Zahngeschichtliches

Geschichte der Zahnheilkunde, Auszug von Dr.Tavel


(Zeitschrift: ZAHNARZT Wirtschaft . Praxis 9/00)

Die Extraktionsinstrumente


Jahrhundertelang war das Entfernen von Zähnen fast die einzige Möglichkeit, den Patienten von quälenden Zahnschmerzen zu befreien. Länger dauerte es, bis sich der Berufsstand der akademisch ausgebildeten Zahnärzte konstituiert hatte.
Bader, Barbiere und Wundärzte, die mit einer "Spezialisierung" praktizierten, wurden "Zahnbrecher" oder "Zahnreisser" genannt.
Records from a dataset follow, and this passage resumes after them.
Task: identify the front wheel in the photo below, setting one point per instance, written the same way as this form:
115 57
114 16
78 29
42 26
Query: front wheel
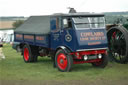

Das dabei verwendete Instrumentarium mutet heute schaurig an, und sein Einsatz hatte sicher nicht immer den erwünschten Erfolg.
Allerdings sollte man bei aller gebotenen Kritik nicht den historischen Raum ausser Acht lassen, in dem wir uns bei der Betrachtung überlieferter Originale bewegen. Überdies haben diese Handwerker, aus Erfahrungen lernend, immer wieder versucht, die Extraktionsinstrumente zu verbessern und ihre Anwendung zu verfeinern.



  • Abb.1: Bandhaken der Fassbinder, Pelikan und Zahnzange nach Guy de Chauliac
  • Abb.2: Wirkungsweise des Pelikans mit Abstützung an den Alveolarfortsatz (Quelle:Hofmann-Axthelm,W.:Die Geschichte der Zahnheilkunde.2.Aufl.,Berlin, Quintessenz,1985)
  • Abb.3: Extraktionsinstrumente (Quelle:Scultetus,J.:Wund-Artzneyisches Zeug-Hauss/übers. V.A.Megerlin,Frankfurt/M.,Gerlin,1779,Tab.10)

Pelikan


Das mittelalterliche Instrument Pelikan zählt zu den ersten Instrumenten zur Zahnextraktion und wurde bis ins beginnende 19.Jahrhundert angewandt. Frühe Hinweise darauf stammen von Guy de Chauliac(1300-1368). Er hatte dabei ein Werkzeug des Küfers (Fassbinder), den Bandhaken oder Fasszieher, vor Augen (Abb.1).
Der Name "Pelikan" wird auf seine Ähnlichkeit mit dem Pelikanschnabel zurückgeführt. Inwendig ist das Instrument wie ein Schnabel gestaltet, der an seinem oberen Teil einen Haken besitzt.
Eine Neuerung brachte Lorenz Heister (1683-1758) ein.
Eine Kralle wurde an einer verstellbaren Schraube angebracht, die durch den Griff betätigt wurde. Die Grösse der Kralle konnte so variieren, und es konnten - je nach Zahngrösse - drei verschiedene Krallen befestigt werden.
Der Zahn wird seitwärts mit viel Kraft herausgezwängt (Abb.2). Seine Handhabung verlangte vom "Zahnreisser" grosses Geschick. Oft blieben bei dem Eingriff aber der Zahnstumpf oder die Zahnwurzel zurück.

Zahnzangen


Als Extraktionsinstrumente findet man sie bereits in frühen Schriften wieder. Schon die Ärzte der griechischen Antike schrieben, dass die Zange nur eingeschränkt einzusetzen sei - der zu ziehende Zahn sollte bereits gelockert sein. In seinem "Armamentarium chirugicum" liess Johannes Scultetus zwei Zahnzangen abbilden (Abb.3):
eine "gemeine Zähn-Zang" (forceps dentium communis, ital.cagnolo - Hundegebiss) mit einer Schraube, die zur Druckregulierung diente und einen "Rappenschnabel" (Rabenschnabel), um Zahnstümpfe zu entfernen.